Дмитрий Андреевич Фурманов

И снова речи. Снова призывы к борьбе – корявые, обжигающие слова:

– Лучше всего за нас скажет сама нужда – нам ни свидетелей не надо, ни адвокатов. Велика нужда, но мы же не разбойники – чего эти торгаши с перепугу закрыли свои лавки, чего дрожите, окаянные?

Кругом на лавках, по торговым рядам на схлопнутых дверях чернели пудовые замки.

– Мы голодны, но не грабители мы, не тронем, не бойтесь…

По площади прогудело гордое сочувствие. Торгаши суетились у запоров, открывали витрины и двери. Площадь улыбалась, довольная.

– Сколько нам времени вести борьбу, того никто не знает, – снова говорил перед управой кто-то от партийного комитета. – Может, очень долго, товарищи. А ежели долго – значит, и трудно. Надо видеть вперед. Надо знать, что нужда может ухватить клещами. От имени комитета предлагаю теперь же выбрать пятнадцать человек, пусть они собирают гроши наши в фонд забастовки, – надо али нет, товарищи?

– Как же не надо? Знамо, надо! – тысячи криков скрепили предложение. И пятнадцать избранников – с шапками, с кепками – пошло по рядам. Кидали рабочие просаленные семитки, бережно отыскивали монетки, глухо завязанные в узелочки платков. Проходили сборщики и по торговым рядам. Кидали в шапку торгаши, приговаривали:

– Целковый отдашь, только бы кончили, сатаны, заваруху дьяволову.

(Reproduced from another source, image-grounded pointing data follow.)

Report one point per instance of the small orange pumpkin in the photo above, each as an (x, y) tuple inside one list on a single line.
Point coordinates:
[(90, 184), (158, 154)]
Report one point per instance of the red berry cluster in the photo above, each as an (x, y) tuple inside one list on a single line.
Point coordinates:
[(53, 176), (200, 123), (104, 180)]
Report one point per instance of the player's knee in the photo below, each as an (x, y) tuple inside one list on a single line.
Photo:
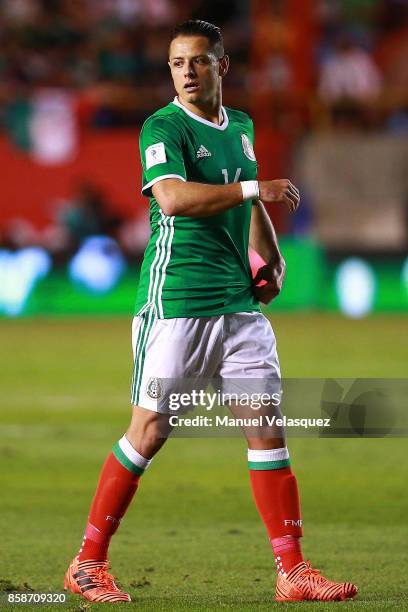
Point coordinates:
[(147, 431)]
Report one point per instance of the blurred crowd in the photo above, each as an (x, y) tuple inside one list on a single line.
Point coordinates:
[(104, 60)]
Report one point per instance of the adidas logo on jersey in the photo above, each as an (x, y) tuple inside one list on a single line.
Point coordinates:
[(203, 152)]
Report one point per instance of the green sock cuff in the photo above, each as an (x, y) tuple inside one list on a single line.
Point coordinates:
[(269, 465), (121, 457)]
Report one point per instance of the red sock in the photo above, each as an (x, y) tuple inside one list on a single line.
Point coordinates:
[(116, 488), (277, 499)]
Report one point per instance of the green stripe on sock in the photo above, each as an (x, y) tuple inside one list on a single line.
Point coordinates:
[(121, 457), (268, 465)]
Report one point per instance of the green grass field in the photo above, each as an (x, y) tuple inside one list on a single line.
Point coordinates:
[(192, 539)]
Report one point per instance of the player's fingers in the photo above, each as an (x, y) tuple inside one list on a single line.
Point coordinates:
[(294, 189), (290, 203)]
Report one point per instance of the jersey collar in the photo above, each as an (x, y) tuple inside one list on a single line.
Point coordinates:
[(221, 127)]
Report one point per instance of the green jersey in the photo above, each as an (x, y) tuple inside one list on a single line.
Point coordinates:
[(197, 267)]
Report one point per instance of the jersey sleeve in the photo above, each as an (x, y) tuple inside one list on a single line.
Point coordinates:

Когда воротились, вытряхнули шапки – насчитали полтыщи рублей. Эх, какой капиталище на полсотни тысяч забастовщиков! Забастовочный фонд был создан, он хоть крохами, но все эти трудные недели и месяцы кормил голодную массу. Деньги в подмогу приходили и из Москвы.

Пока собирали, пока ходили шапочники, выступала Марта Сармантова – она работала на Бакулинской вместе с Дунаевым.

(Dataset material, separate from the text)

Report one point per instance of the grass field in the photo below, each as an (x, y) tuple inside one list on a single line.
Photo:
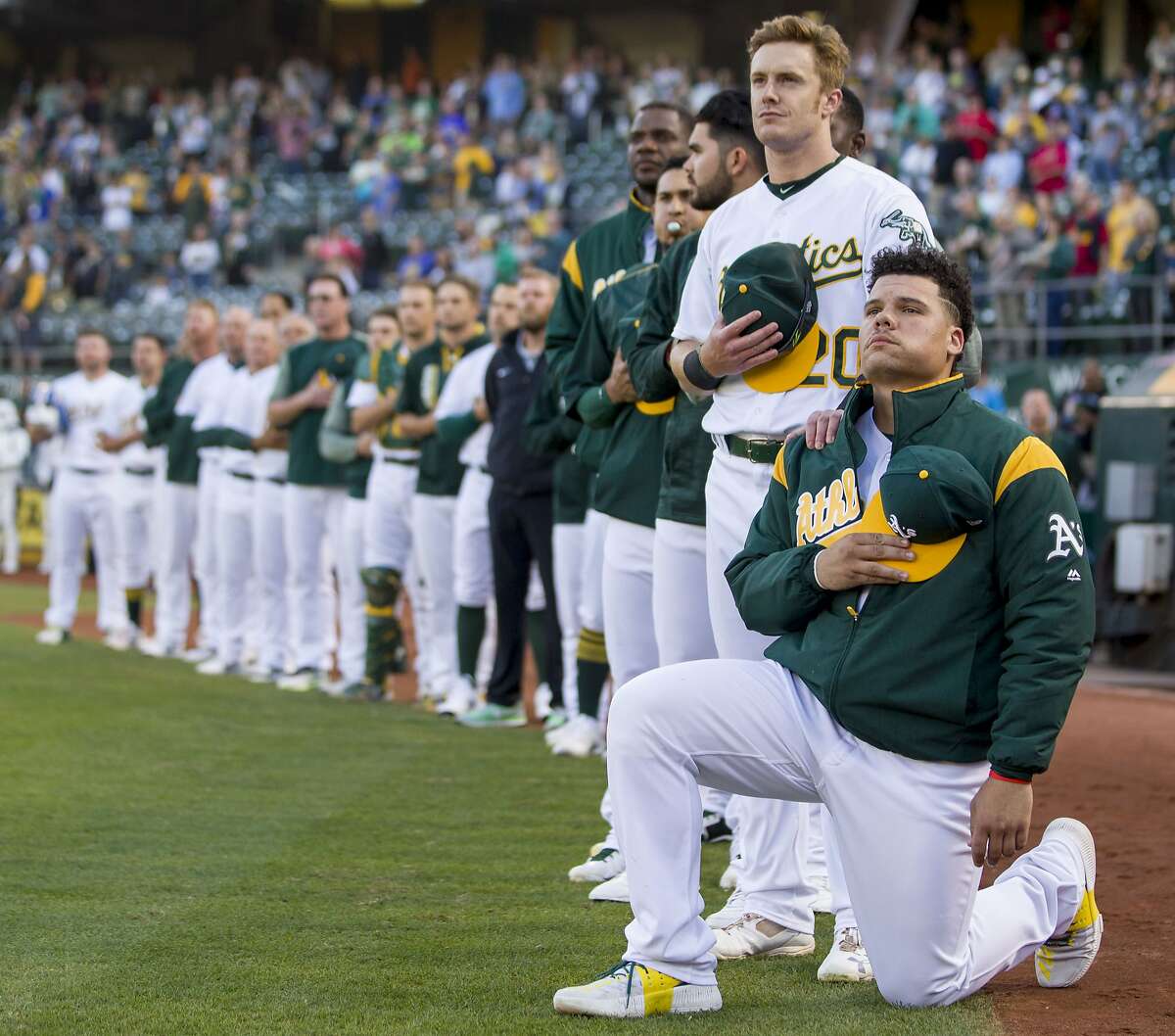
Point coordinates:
[(192, 855)]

На ящик, на бочку ли – взгромоздилась голиафского росту женщина: тонкая, как жердь, высоченная, как осина. Впала тощая, высохшая грудь у Марты; как нос покойничий, заострились высокие плечи, и оттого она казалась еще выше. Как ветряная мельница машет в бурю тонкими лопастями, вдруг замахала Марта Сармантова длиннущими руками над толпой и голосом острым, как точеное лезвие, полоснула площадь:

– Товарищи! Дайте слово сказать!

Как увидели ее – ветряную мельницу – весело заржали ближние, клекотом раскатили по рядам:

– Марта! Глянь-ка, Мартушка-то Сармантова!

– Она и есть – во баба!

– Я, ребяты, – сказала Марта громко, – я всю жизнь свою то и знала, что ютилась по углам. Этака бабища, да по углам – у-ух, тесно!.. То-то и вольно мне тут, на ящике, – маши, что хочешь, за угол, не бойсь, не завезешь. Первый раз без сгибу говорю…

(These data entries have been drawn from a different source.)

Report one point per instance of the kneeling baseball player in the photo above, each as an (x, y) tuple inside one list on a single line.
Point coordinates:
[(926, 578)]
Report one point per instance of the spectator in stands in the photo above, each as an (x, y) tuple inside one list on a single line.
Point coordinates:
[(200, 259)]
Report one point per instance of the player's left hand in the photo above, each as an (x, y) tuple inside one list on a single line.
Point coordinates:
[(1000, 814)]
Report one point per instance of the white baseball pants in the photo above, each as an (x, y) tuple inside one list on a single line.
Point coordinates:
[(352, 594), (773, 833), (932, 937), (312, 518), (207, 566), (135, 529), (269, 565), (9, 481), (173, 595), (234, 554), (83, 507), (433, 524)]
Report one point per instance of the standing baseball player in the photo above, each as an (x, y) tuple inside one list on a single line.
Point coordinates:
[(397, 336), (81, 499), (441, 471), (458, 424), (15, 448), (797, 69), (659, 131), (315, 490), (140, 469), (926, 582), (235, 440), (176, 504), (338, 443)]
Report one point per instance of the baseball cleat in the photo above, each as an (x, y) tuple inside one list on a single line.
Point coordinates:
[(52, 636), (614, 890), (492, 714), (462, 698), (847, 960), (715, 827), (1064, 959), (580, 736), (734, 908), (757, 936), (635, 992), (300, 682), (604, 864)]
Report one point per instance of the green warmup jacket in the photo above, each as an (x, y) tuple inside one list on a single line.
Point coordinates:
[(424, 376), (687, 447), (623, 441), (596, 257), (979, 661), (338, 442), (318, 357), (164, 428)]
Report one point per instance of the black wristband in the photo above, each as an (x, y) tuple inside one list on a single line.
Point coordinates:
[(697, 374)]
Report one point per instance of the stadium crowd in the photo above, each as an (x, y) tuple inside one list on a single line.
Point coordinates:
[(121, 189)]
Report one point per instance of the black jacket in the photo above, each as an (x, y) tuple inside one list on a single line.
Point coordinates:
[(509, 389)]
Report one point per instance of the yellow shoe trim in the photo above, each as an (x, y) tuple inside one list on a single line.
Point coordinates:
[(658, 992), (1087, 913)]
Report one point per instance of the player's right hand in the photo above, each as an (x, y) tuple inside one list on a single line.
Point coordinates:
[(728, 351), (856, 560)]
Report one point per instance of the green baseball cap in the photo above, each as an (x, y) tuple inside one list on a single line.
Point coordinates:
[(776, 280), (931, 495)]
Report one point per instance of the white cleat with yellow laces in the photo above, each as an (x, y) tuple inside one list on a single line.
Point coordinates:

Вся площадь сочувственной радостью подхрапывала словам Сармантовой. Она подхватила смешки, усмехнулась сама просторной улыбкой, говорила дальше:

– И вошла я здесь, товарищи, сказать вам про одно – про бабу-работницу, про горестное наше положенье, – как есть у всех мы на последнем счету. Что такое баба, коли нет правов и мужику, – ноль совершенный и пустой. Какую мы замечаем радость в жизни женской? Да совсем никакую, а жмут ее, бабу, со всех сторон, и труд свой она повсегда отдает дешевле, чем мужик, потому как баба почитается глупый человек. И притом – неумелый. То-то неумелый, а ты сперва обучи, тогда и спрашивай. Вся жизнь проходит, как онуча в навозе гниет. Утресь беги по свистку, весь день голова как чужая, а в дому пришла – запрягайся до ночи в хомут, клещи-полощи, детей тащи, а где их, силы-то, возьмешь, когда по корпусу их осыпала. Эти, што ль, подмогут?